Do you think something’s been lost with the demise of the old way of doing things?

Yeah, you always lose something. But you gain things, too. It’s possible to make very high quality digital recordings if you use very high sample frequencies like 96kHz or above.

Still, anybody who’s worked on a really great analog two inch tape machine in a studio knows that you can’t do that on a little digital recorder. It’s blatantly obvious, but nobody cares. They’re playing it all over their iPhone!

The Unreachable Star (Guitar World 1989)

BY THE TIME the first Santa Ana winds have swept through that same drowsy Orange County morning, the maestro is already a pale-blue blur within the intimate Front Page recording complex, waffling about with everything from the house amplifiers to the tea maker to the spaghetti-wire underbelly of the mixing console. To the frazzled genius working on a breakfast of two Kit Kats and some square intentions, all seems fairly well and good; the bad transformers are replaced, the tea is finally hot, and all the technical foulups in the world are magically solved by any one of a number of homemade little boxes he's brought out for the occasion. As he offers each musician his lavish greeting, counterpoint is provided by a tape of the previous day's work. No one digs their solos; everyone digs Allan's shoes.
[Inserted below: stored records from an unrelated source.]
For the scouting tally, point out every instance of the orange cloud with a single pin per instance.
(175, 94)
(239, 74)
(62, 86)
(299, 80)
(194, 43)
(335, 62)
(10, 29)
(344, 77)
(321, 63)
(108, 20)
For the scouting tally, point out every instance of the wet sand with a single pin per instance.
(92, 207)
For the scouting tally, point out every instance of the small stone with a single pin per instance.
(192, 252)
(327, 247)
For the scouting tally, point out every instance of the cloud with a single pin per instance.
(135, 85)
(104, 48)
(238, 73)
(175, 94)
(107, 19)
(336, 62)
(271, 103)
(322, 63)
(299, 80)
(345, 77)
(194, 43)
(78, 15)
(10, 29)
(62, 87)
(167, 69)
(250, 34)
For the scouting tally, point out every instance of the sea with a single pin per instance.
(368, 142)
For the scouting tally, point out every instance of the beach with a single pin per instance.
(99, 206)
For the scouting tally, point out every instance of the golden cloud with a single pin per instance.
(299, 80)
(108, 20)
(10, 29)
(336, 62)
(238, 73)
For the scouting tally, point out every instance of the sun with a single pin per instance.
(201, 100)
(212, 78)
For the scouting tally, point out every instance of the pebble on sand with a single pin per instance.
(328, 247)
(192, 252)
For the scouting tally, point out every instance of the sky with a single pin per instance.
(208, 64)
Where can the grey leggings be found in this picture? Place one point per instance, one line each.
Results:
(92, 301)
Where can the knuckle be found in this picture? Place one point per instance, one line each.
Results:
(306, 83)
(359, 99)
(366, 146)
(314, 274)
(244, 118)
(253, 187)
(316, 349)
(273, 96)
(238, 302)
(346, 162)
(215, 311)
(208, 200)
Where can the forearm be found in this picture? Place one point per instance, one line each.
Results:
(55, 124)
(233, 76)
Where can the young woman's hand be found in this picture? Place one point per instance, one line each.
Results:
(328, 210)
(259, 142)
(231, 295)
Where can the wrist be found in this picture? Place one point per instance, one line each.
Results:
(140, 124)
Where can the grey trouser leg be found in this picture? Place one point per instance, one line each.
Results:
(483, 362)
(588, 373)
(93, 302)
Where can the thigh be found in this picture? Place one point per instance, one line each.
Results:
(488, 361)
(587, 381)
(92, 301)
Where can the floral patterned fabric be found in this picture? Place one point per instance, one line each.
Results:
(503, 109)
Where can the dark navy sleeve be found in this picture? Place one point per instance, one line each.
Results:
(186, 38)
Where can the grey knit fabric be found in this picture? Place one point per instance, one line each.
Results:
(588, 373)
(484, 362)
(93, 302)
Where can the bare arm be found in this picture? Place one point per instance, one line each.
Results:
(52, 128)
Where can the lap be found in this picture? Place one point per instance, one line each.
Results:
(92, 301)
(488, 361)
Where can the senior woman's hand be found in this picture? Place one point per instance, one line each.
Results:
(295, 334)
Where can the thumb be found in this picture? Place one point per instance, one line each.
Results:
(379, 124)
GW: But you've often said that, when recording with bands like with Bruford and UK, listening to the band through cans in a separate room or on tape - a separate musical situation - can really debilitate your spontaneity.

HOLDSWORTH: It's still like that, but I've kind of gotten used to doing it that way over the last few albums, just for practicality. It made more sense for me to worry about the performance of the other musicians than to say "I'm gonna use that track some other guy in the band doesn't like just because I played a great solo on it." I don't work like that because I want everybody to be happy with what they played. I worry about myself later. But I don't wear cans to do overdubs; I just go into the control room and play and listen. I try to be as inside as I can get in an overdub situation. It's difficult, because it's easy to overdub something that sounds like a good solo, but hard to make it sound like it was part of what was happening. I like to live with the tapes and listen to them until I get to play solos over them, to get an idea of what the men were doing there. I try and play off of what they were doing, so there is still the relationship. I like to strike the combination betwe en fitting in and maintaining a few ideas I feel are reasonable.

Another thing I've done is to play solos live, but not spend any time on them; you know, just get a really cheesy tone, stick a Rockman into the board or something, play the solo for a vibe thing, and then replace it with a proper tone. Some of that is dictated by the music as well, because of some of the pieces. For example, when I started using the SynthAxe, I started playing all the accompanying parts myself.

GW: Did it take you long to finish the guitar work for this record?

HOLDSWORTH: Well, if you look at it on an hourly basis, it's probably not too long, but if you measure it as an amount of time from when I take the tape out of the studio and sit at home with it, it probably is. That's the trouble I find with doing it at home, that there's too many distractions. I should be working now. It's just that right now there's three kids in here, and there's always something that'll happen right when I'm in the middle of something. I'll start something, then I'll get a tone that I really like, and I'm scared of soloing, man, I don't like it, because I know I'm not going to like what I do, so I put it off. So I'll go in there and when I've got a tone that I like for the tune, I'll consider the chore over, when it's really not.

Whisky Galore (Guitarist 2000)

How do you record an album these days? It sounds live but I take it it's not.

"We played everything together. But it used to be that you'd go into the studio and be terrified that you might play something you liked, but somebody else would hate their track so you couldn't use it. So now I just go in there and let what happens happen. Usually I just keep doing it until the other players get it dead right. And if I like what I've played I'll keep it, if not I can do another solo."